Scene @ Texas Book Festival

By Neal 

texasbookfest-backdrop.jpg

Aaron Hierholzer was kind enough to send us some photos from last weekend’s Texas Book Festival in Austin, where Christopher Buckley was one of the dozens of authors who came to discuss their work and meet fans. Of course, Buckley wound up talking quite a bit about his sudden departure from the National Review, the magazine his father founded, after his endorsement of Barack Obama last month; at one point, interviewer Steven Isenberg asked if he secretly yearned for the sheer comic potential of a McCain/Palin administration, and he conceded that Obama would be a “challenge to the satirist.” But Buckley also warned against underestimating the humor inherent in gaffe-magnet Joe Biden, on whom a character in his latest novel, Supreme Courtship, is based.

texasbookfest-buckley.jpg

The other highlights of Aaron’s weekend included a conversation between Richard Price and Philip Gourevitch, and a panel where Daniel Wallace and Ann Packer talked about how writers approach reading (and readers).

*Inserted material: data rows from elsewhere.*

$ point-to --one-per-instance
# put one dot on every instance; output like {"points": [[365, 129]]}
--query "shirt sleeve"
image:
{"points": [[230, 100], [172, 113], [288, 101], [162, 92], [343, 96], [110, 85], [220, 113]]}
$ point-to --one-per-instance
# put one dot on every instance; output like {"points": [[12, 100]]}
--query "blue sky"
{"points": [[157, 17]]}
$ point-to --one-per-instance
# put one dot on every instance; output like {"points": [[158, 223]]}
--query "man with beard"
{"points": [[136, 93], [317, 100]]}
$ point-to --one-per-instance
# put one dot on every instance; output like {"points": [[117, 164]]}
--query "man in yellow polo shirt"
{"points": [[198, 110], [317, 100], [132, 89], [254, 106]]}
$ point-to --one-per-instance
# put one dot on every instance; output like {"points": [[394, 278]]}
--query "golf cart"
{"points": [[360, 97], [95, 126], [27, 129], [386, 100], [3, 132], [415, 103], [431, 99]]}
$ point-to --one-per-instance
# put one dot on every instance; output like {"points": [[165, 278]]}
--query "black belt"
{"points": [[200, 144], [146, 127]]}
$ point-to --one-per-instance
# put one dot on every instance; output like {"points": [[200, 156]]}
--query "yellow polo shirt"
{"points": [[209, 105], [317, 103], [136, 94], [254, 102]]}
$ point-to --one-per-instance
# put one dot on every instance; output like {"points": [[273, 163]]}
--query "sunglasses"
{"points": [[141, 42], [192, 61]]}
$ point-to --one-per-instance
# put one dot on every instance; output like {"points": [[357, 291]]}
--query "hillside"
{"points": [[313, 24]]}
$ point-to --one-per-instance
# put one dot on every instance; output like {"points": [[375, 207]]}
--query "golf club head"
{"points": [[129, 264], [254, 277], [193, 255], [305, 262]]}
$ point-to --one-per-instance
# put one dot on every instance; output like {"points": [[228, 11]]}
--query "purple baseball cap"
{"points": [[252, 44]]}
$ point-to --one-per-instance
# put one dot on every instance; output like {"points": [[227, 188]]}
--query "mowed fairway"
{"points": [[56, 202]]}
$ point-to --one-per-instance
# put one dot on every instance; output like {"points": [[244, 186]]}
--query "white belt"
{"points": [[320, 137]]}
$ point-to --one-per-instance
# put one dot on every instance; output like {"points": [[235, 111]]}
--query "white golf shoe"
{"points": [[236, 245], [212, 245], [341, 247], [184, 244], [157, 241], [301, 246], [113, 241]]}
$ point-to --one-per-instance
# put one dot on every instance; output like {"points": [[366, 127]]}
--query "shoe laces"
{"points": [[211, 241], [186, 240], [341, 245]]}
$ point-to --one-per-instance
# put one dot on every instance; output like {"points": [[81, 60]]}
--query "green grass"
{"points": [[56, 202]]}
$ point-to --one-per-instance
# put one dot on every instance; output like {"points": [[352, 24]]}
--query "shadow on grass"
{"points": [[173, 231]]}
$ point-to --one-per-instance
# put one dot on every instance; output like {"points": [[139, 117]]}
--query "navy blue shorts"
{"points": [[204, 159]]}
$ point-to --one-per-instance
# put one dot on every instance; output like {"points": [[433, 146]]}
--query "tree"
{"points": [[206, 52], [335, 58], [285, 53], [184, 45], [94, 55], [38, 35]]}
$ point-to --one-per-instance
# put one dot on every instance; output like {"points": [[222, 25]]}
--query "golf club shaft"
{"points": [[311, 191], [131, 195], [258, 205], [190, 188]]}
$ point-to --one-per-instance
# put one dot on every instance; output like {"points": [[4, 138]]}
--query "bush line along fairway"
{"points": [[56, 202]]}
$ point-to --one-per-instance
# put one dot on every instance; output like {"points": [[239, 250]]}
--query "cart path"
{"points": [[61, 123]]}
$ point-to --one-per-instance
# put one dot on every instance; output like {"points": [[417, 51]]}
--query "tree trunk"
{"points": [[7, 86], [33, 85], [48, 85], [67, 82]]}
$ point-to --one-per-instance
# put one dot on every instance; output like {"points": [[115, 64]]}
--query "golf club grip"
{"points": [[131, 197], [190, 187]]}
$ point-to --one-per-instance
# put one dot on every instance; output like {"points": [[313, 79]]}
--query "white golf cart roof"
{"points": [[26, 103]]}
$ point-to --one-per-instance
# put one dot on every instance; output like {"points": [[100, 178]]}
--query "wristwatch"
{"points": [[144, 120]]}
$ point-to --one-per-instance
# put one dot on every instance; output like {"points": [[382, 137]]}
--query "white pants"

texasbookfest-willclarke.jpg

Meanwhile, novelist Will Clarke was hanging out in the green room, where he snapped pics of fellow festival guests Jerome Weeks and Sarah Bird (How Perfect Is That?), Hooman Mjad (The Ayatollah Begs to Differ), and Jeff Martin (The Customer Is Always Wrong).

Oh, and Rusty Shelton filled us in on the Writers League of Texas awards ceremony, where Margo Rabb‘s Cures for Heartbreak won the Teddy Children’s Book Award; while Marcia Kaylakie (Texas Quilts and Quilters: A Lone Star Legacy) and Rilla Askew (Harpsong) received Violet Crown Awards for nonfiction and fiction, respectively.